Nie życzę Ci również – aby ktoś naprawdę chory, komu lekarz przepisał konkretny lek – musiał przyjmować jego tańsze zamienniki, bo KAŻDY lekarz znający się na rzeczy powie Ci – że to rządowy rzyg propagandowy, którego jedynym celem jest ratowanie dziurawego portfela – z którego pieniążki rzucone są na budowy stadionów.
Różnica między lekiem oryginalnym, a tzw. generykiem – jest taka, jak między Porsche 964, a małym fiatem 126 – od strony konstrukcyjnej – to niemal identyczne auta.

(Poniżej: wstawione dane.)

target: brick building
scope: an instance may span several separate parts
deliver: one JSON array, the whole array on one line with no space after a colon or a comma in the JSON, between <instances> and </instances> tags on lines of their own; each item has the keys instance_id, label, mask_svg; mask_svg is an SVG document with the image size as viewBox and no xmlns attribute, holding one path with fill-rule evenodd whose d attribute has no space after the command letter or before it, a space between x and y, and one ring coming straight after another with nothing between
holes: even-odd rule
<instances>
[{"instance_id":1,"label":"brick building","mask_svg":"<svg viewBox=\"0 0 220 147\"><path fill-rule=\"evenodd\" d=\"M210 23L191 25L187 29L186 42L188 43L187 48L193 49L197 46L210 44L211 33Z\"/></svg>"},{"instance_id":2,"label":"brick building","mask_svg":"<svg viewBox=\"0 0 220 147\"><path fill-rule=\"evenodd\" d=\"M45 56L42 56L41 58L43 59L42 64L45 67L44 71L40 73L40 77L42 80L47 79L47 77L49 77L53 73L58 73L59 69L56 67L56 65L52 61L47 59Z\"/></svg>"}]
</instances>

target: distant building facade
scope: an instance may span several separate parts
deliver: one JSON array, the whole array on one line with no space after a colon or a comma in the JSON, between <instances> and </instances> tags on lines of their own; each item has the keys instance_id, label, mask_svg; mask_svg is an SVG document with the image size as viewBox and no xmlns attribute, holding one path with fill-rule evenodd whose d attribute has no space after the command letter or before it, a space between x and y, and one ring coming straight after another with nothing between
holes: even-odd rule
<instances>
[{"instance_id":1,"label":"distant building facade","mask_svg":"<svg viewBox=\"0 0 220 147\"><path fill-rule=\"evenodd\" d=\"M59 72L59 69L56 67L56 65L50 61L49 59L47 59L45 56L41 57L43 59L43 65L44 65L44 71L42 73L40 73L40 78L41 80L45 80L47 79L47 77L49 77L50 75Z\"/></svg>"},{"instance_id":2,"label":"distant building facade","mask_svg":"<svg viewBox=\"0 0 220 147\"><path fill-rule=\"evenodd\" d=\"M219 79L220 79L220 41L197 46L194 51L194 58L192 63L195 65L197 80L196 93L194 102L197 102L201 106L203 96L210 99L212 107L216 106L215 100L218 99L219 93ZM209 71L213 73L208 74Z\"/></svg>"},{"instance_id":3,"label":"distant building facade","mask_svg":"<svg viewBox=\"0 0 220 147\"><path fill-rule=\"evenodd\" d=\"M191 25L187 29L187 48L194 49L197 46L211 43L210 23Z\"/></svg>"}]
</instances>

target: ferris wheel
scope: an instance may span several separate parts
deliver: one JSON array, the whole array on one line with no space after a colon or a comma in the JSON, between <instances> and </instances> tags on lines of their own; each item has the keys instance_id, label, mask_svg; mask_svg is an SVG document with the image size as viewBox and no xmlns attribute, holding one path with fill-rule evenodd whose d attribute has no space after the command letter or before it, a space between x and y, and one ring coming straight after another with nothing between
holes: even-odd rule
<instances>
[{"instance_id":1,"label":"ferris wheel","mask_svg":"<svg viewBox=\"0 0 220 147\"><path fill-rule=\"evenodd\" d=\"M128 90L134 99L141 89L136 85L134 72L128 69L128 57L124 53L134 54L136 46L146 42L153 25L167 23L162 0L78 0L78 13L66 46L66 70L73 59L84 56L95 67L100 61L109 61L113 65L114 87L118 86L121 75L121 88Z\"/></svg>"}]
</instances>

Przyjmowałem swego czasu polski odpowiednik leku, którego oryginał kosztował 230 złotych za miesięczną kurację. Różnica była taka, że po 10 dniach – efekt terapeutyczny przestał być zauważalny. Ten efekt najlepiej potrafią dostrzec ciśnieniowcy, którzy przyjmują lek np. francuski – a potem, z jakichś przyczyn przyjdzie im przełączyć się na „identyczny i tani” lek krajowy.
@padrino,
witaj na bobrzanach : )
moja dentystka ma kasę fiskalną : )
zapomnieliśmy jeszcze dodać ,że koncerny farmaceutyczne pukając do drzwi gabinetów lekarskich i proponując lekarzom swoje leki oferują w zamian za wypisanie „ICH” LEKU piękne wczasy w EGIPCIE dla całej rodziny lekarskiej lub inne wartościowe rzeczy.Oczywiście za te frykasy dla lekarzy zapłaci biedny pacjent,który w swojej nieświadomości zamiast przyjąć lek tańszy o tym samym składzie chemicznym dostanie podany lek inny z którego to wypisania lekarzyna będzie miał większe korzyści, a Państwo (czyli my wszyscy)za to zapłaci.
z Lekarskimi pozdrowieniami
p.s.
dobrze,że się w końcu ktoś za nich wziął i trochę udupi tą strefę ciekawi mnie ilu lekarzy ma już kasy fiskalne ???
Są cztery rodzaje białej śmierci ;sól, cukier, kokaina i służba zdrowia !
Trzeba jeszcze zaznaczyć ,że w Polsce istnieje prawo zakazujące importowaniu leków -chyba że urzędas na to pozwoli (czyli łapówka). Co jest główną przyczyną tak wysokiej ceny leku . Oczywiście do tego dochodzi VAT i inne podatki !! Cena aspiryny w Niemczech jest o połowę mniejsza (patrząc na skład wielkość opakowania itp szczegóły).